Abstract

The AMA Guides to the Evaluation of Permanent Impairment (AMA Guides), Fifth Edition, presents an impairment paradox: Single-level fusions rating using the Diagnosis-related estimates (DRE) method often result in higher impairment values than do multilevel cervical spine fusions. In the AMA Guides, Chapter 15, The Spine, the definition of Cervical Category IV (alteration of motion segment integrity or bilateral or multilevel radiculopathy) changed from the definition in the fourth edition for Cervicothoracic Category IV (loss of motion segment integrity or multilevel neurological compromise) because of changes in the definition of “alteration of motion segment integrity,” which now also includes surgical arthrodesis.

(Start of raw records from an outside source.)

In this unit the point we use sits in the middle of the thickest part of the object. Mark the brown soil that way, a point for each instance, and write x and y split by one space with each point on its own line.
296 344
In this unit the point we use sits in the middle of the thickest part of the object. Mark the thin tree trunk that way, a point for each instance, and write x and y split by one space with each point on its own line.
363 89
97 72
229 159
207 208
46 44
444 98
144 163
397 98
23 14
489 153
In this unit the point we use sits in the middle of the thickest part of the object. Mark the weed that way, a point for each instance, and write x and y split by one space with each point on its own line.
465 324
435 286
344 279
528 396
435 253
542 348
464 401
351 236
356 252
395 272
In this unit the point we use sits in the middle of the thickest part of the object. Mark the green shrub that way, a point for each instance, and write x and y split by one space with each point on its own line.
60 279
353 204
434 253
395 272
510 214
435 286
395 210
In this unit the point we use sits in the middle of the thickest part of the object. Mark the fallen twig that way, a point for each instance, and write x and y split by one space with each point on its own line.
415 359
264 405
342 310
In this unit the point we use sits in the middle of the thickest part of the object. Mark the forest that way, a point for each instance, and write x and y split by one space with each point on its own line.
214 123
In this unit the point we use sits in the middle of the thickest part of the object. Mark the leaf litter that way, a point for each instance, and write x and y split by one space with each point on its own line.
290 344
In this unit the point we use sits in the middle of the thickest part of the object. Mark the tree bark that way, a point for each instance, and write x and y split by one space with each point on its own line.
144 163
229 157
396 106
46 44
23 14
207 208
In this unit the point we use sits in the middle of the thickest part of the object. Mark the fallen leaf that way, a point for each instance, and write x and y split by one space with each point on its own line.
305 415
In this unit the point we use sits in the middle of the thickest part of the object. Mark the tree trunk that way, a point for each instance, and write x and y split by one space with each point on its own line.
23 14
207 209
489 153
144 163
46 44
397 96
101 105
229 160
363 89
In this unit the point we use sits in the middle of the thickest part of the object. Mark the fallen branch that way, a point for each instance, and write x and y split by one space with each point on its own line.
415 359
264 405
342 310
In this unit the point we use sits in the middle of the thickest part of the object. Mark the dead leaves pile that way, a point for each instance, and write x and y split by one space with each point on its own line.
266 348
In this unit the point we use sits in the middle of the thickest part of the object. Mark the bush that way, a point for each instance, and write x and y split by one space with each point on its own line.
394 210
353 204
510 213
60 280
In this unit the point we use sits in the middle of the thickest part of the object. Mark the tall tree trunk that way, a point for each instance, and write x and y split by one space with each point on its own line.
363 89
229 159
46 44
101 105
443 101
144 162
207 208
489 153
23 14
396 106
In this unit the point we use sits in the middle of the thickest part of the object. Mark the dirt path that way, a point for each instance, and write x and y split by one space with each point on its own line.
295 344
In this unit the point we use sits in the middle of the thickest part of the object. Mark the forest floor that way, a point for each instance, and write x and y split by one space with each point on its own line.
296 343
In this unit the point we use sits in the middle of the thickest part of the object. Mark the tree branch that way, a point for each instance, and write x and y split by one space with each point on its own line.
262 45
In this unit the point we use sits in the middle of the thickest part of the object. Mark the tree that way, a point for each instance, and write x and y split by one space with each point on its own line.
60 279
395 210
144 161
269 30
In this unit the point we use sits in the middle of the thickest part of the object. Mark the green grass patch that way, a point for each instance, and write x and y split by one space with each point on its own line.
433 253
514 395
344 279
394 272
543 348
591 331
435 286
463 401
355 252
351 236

This applies only for single-level fusions because the AMA Guides, states the range-of-motion (ROM) method is used in situations when “there is alteration of motion segment integrity (eg, fusions).” The AMA Guides, Fourth Edition, rated impairment on the basis of the injury, not the surgical procedure, and the maximum whole person permanent impairment for a patient with a single-level, single-sided cervical radiculopathy who had a discectomy and fusion would be 15%, but the minimum award for a similar patient rated using the DRE method is 25%. The author reports that, for the reasons outlined, evaluators should rate all cervical fusions, including single-level fusions, using the ROM method.